At every level of government, New York’s elected officials have allowed themselves to wallow in a solipsistic conception of mass violence as a righteous expression of the popular will. They treat these acts of vandalism and brutality as abstractions—the noble defense of some principle that cannot be infringed upon lest you invite more violence. But the issues of police brutality, structural racism, and the reformation of the culture that pervades law enforcement are for now subsumed by the all-consuming threat of physical violence. Those weighty and pressing concerns have been devalued by the chief proponents of reform because they failed to see to the immediate safety of the voting public who must underwrite them.
America’s urban centers now face an existential crisis brought about by the twin horrors of the pandemic and mass street violence. Already, the various states of lockdown that pertain around the country have scattered their professional classes—disaggregating the American city’s commercial workforce. The combination of unnerving density, economic devastation, and civil unrest will accelerate the tax base’s flight to the suburbs—the engines that fuel America’s profligate and unerringly progressive cities.

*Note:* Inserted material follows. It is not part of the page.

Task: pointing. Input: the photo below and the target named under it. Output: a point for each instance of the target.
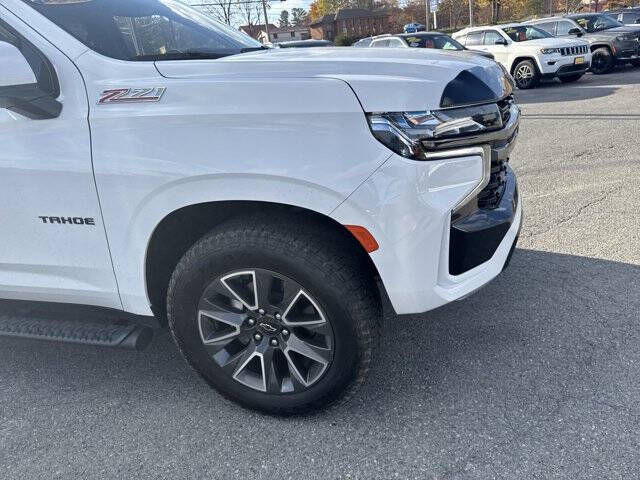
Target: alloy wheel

There can be no doubt that, once this violence is subdued, the lockdowns that contributed to this crisis and are imposed only on America’s law-abiding citizens must end. Immediately. As one demonstrator told the New York Times, “No one’s afraid to lose their jobs because there are no jobs.” The proprietors of the firms that are under siege today must be allowed to return to their businesses, restore them, and, above all, protect their investments. No one else will do that for them.
But that’s tomorrow’s problem. Today, ending the violence in America’s cities is the primary goal, and a hands-off approach won’t get the job done. The city appeared to acknowledge its folly with the announcement on Tuesday morning that curfew would be extended for nearly a week, and it would begin at sundown. It remains to be seen whether New York’s elected officials can provide for the safety of the lawful with the same vigor they put in to doting over the lawless.